The used code was modified from discrete action space to continuous action space on the MountainCar enviroments.

To understand the changes were needed to switch the action space to continuous, please refer to the provided MountainCar  notebook.

To run this algorithm on hopper enviroment, we must only adapt the train_agent method, because the hoppers behavior in the rollouts (gathering experience from the enviroment).

**Differences in the train methods:**
- MountainCar and MountainCarContinuous terminate if they reach the goal at top and truncate if a specific count of timesteps was passed.
- Hopper terminates if he's unhealthy (see description in 1) or truncates after 1000 passed timesteps.
    - because a untrained hopper falls instantly after spawning in the enviroment the rollouts would be very short, if the training method gathers experience for a specific count of rolloust in the enviroment --> no data to learn from

--> Our solution was letting the agent gather experience until a limited count of timesteps instead of ending the experience gathering after a limited count of rollouts.

For furhter coding details please refer to the train_agent.py mathod.

<u> Initializing and Training </u>

In [None]:
# create a directory (./model)to save all trained agents with a timestamp
jetzt = datetime.datetime.now()
datum_uhrzeit = jetzt.strftime("%Y%m%d_%H%M%S")
savedir = f'model\\YOUR_AGENT_NAME_HERE_{datum_uhrzeit}'
os.makedirs('model', exist_ok=True)
os.makedirs(savedir, exist_ok=True)

# create a directory to save logs from Tensorboard (Visualization and analysis tool from Tensorflow)
log_dir1 = f"{savedir}\\log"
os.makedirs(log_dir1, exist_ok=True)

# user-feedback if logdir already exists --> should not be possible with using the timestamp, 
# but better prove to avoid overwiriting of the log - data
if os.path.exists(log_dir1):
    print(f"The directory {log_dir1} exists.")
    absolute_path = os.path.abspath(log_dir1)
    print(absolute_path)
else:
    print(f"The directory {log_dir1} does not exist.")

In [None]:
# Parameter for the actor and critic networks --> standards used in the MountainCarContinuous
actor_learning_rate = 0.00025   # learning rate for the actor
critic_learning_rate = 0.001    # learning rate for the critic (shold be > than actor)
# If your actor changes faster than your critic, your estimated Q-value will not truly represent the value of your action, because that value is based on the past policies

# Parameter for the agent
gamma = 0.99                    # discount factor
epsilon = 0.2                   # clip range for the actor loss function

# Parameter for training (n_rollouts NOT USED)
epochs =  50                 # number of learning iterations
n_steps = 2048                 # number of steps per epoch -> issue wth hopper while using rollouts
batch_size = 16                  # number of samples per learning step
learn_steps = 10                # number of learning steps per epoch

In [None]:
# initialize the enviroment from gym
# Note: possible reward-weights from the hopper-enviroment are all defaults! 
env = gym.make('Hopper-v4', render_mode='rgb_array')

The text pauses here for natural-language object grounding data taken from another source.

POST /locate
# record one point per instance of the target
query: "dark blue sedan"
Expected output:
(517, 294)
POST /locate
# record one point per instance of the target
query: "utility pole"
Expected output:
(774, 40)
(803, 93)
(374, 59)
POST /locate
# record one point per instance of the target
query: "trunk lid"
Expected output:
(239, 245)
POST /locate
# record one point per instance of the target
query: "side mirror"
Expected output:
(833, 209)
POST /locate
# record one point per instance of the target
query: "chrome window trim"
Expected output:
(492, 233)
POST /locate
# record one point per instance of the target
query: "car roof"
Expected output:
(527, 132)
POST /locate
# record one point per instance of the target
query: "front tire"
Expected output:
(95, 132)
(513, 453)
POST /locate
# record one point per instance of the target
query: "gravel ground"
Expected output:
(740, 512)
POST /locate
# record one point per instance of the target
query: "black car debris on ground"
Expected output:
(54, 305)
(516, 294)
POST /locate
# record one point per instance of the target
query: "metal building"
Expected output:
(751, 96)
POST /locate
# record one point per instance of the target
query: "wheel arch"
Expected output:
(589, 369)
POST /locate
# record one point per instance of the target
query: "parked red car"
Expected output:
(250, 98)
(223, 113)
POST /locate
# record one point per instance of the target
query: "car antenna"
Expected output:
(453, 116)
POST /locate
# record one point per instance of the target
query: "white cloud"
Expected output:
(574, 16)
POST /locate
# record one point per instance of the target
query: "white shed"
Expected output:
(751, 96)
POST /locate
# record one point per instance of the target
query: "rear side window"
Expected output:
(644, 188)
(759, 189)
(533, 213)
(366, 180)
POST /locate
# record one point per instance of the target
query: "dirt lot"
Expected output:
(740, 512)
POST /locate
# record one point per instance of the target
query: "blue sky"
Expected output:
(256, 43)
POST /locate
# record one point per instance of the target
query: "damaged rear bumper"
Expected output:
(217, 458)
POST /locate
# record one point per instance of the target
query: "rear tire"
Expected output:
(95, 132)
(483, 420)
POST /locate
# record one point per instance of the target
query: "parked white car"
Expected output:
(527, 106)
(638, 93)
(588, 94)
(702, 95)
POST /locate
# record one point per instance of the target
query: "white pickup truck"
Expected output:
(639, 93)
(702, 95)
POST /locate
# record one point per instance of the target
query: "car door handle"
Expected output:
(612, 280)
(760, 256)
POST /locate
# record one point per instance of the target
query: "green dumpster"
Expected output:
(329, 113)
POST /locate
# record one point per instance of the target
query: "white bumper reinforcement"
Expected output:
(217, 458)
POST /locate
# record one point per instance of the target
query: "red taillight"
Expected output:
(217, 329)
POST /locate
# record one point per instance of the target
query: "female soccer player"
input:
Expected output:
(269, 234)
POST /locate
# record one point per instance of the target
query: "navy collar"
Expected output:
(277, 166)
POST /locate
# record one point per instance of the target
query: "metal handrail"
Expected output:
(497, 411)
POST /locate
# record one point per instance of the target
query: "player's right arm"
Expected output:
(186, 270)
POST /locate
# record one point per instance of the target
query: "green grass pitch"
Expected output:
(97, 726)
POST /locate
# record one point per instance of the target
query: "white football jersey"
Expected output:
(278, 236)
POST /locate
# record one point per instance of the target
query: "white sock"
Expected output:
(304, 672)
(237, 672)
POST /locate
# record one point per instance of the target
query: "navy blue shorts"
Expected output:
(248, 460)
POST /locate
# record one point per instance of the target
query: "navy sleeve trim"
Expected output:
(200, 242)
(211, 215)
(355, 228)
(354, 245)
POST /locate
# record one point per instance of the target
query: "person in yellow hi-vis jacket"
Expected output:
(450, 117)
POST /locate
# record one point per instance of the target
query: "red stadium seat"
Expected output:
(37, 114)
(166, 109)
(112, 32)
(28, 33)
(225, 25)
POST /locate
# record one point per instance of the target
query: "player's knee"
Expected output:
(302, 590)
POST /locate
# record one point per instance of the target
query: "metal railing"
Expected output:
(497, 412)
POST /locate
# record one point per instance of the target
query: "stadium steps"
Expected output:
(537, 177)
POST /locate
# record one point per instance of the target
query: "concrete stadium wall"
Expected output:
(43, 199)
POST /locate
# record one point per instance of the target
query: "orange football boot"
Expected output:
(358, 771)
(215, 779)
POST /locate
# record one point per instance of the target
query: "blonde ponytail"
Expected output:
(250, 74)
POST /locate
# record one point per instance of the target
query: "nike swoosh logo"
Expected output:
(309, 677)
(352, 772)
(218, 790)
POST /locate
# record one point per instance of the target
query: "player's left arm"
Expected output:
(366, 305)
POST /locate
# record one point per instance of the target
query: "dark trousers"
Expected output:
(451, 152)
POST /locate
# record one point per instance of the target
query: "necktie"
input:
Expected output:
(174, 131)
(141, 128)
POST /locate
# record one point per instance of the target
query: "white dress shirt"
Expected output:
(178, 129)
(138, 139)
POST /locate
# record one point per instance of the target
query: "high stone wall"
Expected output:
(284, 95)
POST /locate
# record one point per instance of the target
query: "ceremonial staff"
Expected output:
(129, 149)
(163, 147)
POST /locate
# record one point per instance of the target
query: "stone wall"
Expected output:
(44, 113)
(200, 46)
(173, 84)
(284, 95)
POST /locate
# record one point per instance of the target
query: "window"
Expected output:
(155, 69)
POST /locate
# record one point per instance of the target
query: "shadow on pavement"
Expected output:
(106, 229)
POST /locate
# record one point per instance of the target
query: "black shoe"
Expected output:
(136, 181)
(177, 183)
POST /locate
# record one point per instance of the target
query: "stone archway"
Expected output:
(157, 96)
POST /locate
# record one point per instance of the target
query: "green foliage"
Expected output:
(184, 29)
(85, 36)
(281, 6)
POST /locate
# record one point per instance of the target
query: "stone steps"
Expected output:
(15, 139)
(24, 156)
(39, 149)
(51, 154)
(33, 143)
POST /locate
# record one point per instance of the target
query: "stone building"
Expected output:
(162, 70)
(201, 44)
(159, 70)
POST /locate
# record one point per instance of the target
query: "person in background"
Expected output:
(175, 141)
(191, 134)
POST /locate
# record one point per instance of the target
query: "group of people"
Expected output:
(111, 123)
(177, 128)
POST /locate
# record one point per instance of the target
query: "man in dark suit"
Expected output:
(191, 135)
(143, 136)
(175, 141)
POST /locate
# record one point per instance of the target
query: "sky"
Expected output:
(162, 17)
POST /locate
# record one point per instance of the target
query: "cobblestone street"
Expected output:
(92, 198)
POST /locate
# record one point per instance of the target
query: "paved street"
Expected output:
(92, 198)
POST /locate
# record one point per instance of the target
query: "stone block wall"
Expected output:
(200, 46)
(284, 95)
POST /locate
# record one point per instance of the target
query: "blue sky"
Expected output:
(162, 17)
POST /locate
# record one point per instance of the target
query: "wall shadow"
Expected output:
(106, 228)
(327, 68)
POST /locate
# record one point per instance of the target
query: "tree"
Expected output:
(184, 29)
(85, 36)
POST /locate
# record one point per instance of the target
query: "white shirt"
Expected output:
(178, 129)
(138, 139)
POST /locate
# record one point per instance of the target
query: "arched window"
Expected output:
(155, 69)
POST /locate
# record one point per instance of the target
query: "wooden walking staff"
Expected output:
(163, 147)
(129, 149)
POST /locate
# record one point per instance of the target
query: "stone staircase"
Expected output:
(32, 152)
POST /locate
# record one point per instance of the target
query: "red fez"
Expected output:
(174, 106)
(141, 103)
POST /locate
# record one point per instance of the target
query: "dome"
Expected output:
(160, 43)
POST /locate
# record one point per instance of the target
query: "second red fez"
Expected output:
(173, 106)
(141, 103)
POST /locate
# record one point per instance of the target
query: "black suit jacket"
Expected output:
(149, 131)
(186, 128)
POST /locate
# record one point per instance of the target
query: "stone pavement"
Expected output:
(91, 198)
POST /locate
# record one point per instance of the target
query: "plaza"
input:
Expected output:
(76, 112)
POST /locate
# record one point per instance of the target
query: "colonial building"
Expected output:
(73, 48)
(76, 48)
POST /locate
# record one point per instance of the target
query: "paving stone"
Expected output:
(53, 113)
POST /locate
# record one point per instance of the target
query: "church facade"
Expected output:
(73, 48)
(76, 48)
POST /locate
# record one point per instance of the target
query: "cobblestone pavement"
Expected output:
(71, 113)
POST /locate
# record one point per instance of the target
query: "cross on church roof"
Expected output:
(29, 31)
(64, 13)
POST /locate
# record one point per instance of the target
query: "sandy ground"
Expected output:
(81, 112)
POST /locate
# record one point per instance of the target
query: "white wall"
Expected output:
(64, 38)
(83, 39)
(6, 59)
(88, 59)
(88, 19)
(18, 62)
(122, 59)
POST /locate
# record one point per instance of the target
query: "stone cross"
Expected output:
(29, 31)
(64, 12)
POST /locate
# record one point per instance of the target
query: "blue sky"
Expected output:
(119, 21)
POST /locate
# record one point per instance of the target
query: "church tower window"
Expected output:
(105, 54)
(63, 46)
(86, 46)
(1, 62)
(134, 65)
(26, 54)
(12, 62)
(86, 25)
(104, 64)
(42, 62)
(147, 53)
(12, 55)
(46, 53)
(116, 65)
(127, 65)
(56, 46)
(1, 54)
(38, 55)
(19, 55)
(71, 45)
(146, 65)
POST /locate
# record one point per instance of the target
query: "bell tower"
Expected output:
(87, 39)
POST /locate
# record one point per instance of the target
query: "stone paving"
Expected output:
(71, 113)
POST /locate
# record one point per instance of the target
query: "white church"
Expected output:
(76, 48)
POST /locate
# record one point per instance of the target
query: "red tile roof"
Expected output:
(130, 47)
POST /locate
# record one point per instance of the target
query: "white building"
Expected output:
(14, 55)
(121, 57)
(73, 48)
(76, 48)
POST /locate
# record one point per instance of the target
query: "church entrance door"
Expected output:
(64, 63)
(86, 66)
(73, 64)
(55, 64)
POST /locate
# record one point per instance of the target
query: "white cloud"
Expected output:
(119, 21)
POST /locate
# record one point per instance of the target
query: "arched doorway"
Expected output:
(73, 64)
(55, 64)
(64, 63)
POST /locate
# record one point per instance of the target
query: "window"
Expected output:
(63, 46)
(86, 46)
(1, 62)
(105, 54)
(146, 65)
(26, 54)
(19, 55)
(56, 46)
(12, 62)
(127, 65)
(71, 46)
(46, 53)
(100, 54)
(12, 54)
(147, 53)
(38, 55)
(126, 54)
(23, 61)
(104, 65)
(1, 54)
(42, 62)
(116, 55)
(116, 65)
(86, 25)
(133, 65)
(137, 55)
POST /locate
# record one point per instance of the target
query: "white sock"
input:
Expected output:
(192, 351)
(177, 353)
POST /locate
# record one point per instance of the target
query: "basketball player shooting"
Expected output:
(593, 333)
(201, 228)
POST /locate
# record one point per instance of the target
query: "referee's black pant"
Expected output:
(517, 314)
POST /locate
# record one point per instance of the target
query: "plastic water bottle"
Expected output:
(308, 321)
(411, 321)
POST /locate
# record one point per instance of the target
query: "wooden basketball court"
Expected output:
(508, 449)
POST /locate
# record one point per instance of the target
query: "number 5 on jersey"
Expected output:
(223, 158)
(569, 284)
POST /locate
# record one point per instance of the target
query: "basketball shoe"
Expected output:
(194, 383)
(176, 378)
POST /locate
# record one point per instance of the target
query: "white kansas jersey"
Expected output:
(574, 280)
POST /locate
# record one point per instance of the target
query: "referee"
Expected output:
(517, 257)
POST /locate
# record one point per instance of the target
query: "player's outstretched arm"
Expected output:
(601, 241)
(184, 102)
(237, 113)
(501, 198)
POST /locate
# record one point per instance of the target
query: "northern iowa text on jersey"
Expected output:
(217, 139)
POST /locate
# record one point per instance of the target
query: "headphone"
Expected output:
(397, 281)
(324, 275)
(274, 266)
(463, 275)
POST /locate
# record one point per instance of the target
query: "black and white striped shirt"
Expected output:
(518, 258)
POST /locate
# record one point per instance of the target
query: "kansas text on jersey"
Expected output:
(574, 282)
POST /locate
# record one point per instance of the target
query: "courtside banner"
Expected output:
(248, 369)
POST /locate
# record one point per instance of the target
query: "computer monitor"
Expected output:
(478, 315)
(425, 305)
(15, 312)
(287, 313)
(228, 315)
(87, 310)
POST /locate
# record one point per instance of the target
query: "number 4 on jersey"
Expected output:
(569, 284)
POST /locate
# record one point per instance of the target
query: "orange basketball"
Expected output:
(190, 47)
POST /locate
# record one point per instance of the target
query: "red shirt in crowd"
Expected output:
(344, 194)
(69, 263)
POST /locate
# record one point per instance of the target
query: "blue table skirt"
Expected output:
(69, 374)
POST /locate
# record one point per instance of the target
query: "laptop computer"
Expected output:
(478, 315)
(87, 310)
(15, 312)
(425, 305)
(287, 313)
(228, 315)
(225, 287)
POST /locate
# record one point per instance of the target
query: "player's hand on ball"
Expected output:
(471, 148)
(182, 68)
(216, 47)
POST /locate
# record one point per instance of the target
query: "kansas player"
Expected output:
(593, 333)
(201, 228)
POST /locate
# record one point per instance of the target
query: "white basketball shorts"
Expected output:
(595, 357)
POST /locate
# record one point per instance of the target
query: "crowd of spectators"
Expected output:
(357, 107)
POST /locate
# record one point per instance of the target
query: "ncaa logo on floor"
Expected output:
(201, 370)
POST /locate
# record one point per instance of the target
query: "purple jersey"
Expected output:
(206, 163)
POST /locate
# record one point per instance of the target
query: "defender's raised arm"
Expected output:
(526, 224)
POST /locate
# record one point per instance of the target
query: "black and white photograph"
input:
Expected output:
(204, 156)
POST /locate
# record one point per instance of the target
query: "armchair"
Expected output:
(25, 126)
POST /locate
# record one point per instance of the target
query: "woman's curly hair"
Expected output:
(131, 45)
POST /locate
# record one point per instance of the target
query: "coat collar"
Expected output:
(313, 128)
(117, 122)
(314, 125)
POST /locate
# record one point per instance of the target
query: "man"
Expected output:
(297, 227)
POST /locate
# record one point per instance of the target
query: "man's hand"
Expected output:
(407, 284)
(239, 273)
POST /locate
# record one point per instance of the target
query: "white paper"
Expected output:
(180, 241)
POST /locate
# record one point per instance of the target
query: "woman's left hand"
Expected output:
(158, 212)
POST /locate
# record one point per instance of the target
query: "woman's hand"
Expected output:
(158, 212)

# user-feedback about dimensions of observation and action space
print('Observation LOW: ',env.observation_space.low)
print('Observation LOW: ',env.observation_space.high)

print('Action LOW: ',env.action_space.low)
print('Action LOW: ',env.action_space.high)

In [None]:
from lib.PPOAgentContinuous import PPOAgentContinuous as PPOAgent
agent = PPOAgent(env.action_space, env.observation_space, gamma, epsilon, actor_learning_rate, critic_learning_rate) 

In [None]:
# train the agent
from lib.train_agent import training_steps
training_steps(env, agent, log_dir1, epochs, n_steps, batch_size, learn_steps, render=False)

# this method will provide a continuous feedback about the training (e.g. steps, epoch, rollouts, actor loss, critic loss)
# to save runtime it's recommendet to set the render-flag to false while training

In [None]:
# save the agent to h5 format
filepath_actor = f"{savedir}\\actor.h5"
filepath_critic = f"{savedir}\\critic.h5"

# this method saves the trained weights of actor and critic networks to created folder structure (see obove)
agent.save_models(filepath_actor, filepath_critic)

<u> Reloading and Rendering </u>

In [None]:
# import the rendering function (self-written) for the gym framework
from lib.render_GUI import render_GUI_GYM

# set up the enviroment and load the trained agent from directory
# set the render_mode to 'human' to create a external window (pyglet) to render a video of the agent acting in the enviroment
render_env = gym.make('Hopper-v4', render_mode = 'human')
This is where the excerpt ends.